Comment 9 Patrick Ammann 2007-01-17 09:06:24 UTC
I will politely ask the xine folk.
Comment 10 Bastien Nocera 2007-01-17 11:39:43 UTC
Created attachment 80493 [details] [review]
totem-use-xine-xml-parser.patch

- Use straight copies of the xine-lib code (patch below against xine-lib CVS HEAD)
- Only make ASX use the xine-lib code (the other types are much more well behaved)
- Made it case-unsensitive
Comment 11 Bastien Nocera 2007-01-17 11:40:56 UTC
Created attachment 80494 [details] [review]
xine-lib-xml-parser-copy.patch

Patch to xine-lib to avoid errors when compiling the parser out-of-tree
Comment 12 Bastien Nocera 2007-01-17 11:42:16 UTC
Created attachment 80495 [details]
test.asx

A test file with:
- HTML comments
- Case-mismatched tags
- broken escaping of URLs
Comment 13 Bastien Nocera 2007-01-17 12:30:55 UTC
Created attachment 80497 [details] [review]
totem-use-xine-xml-parser-2.patch

Updated patch, xml_parser_get_property returns data directly from the tree, so don't free it. Mark more strings as const.
Comment 14 Bastien Nocera 2007-01-17 12:32:29 UTC
Created attachment 80498 [details] [review]
xine-lib-xml-parser-copy-2.patch

Mark the return of xml_parser_get_property as const, so people don't try to free it.
Comment 15 Patrick Ammann 2007-01-17 19:32:00 UTC
- i would rename all exported functions, as otherwise you may
  link to a function defined in xine-lib, in case you link
  with the xine-lib.

- in case we would use those xml parsing functions for all
  playlists we could drop the libxml dependency for totem.
Comment 16 Bastien Nocera 2007-01-17 19:36:04 UTC
(In reply to comment #15)
> - i would rename all exported functions, as otherwise you may
>   link to a function defined in xine-lib, in case you link
>   with the xine-lib.

We should actually only export the functions that are public in libtotem-plparser.so. That's easy enough to fix.
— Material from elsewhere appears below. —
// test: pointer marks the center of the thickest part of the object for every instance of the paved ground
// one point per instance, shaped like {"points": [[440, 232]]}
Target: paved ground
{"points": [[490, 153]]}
> - in case we would use those xml parsing functions for all
>   playlists we could drop the libxml dependency for totem.

gnome-vfs relies on libxml, so does libglade, so it wouldn't be gone yet. I also trust libxml2 more than xine-lib's xml parser for proper XML files.
Comment 17 Bastien Nocera 2007-01-18 00:02:09 UTC
Created attachment 80558 [details] [review]
totem-use-xine-xml-parser-3.patch

- Restrict the exported symbols to the plparser public API
Comment 18 Bastien Nocera 2007-03-04 16:25:47 UTC
2007-03-04  Bastien Nocera  <hadess@hadess.net>

        * src/plparse/test-parser.c: (main):
        Call g_thread_init() very early to avoid the GSlice warning

        * src/plparse/xmllexer.c:
        * src/plparse/xmllexer.h:
        * src/plparse/xmlparser.c:
        * src/plparse/xmlparser.h: Add a copy of the xine-lib XML parser
        under the LGPL

        * src/plparse/Makefile.am:
        * src/plparse/totem-pl-parser-wm.c: (parse_asx_entry),
        (parse_asx_entries), (totem_pl_parser_add_asx):
        * src/plparse/totem-pl-parser.c:
        Use the xine-lib XML parser copy, to allow:
        - case mismatches
        - HTML comments
        - broken escaping in URLs

        (Closes: #386558)
Comment 19 Philip Withnall 2008-06-03 17:40:01 UTC
Mass-move from totem to totem-pl-parser. You can remove all messages by searching for this comment.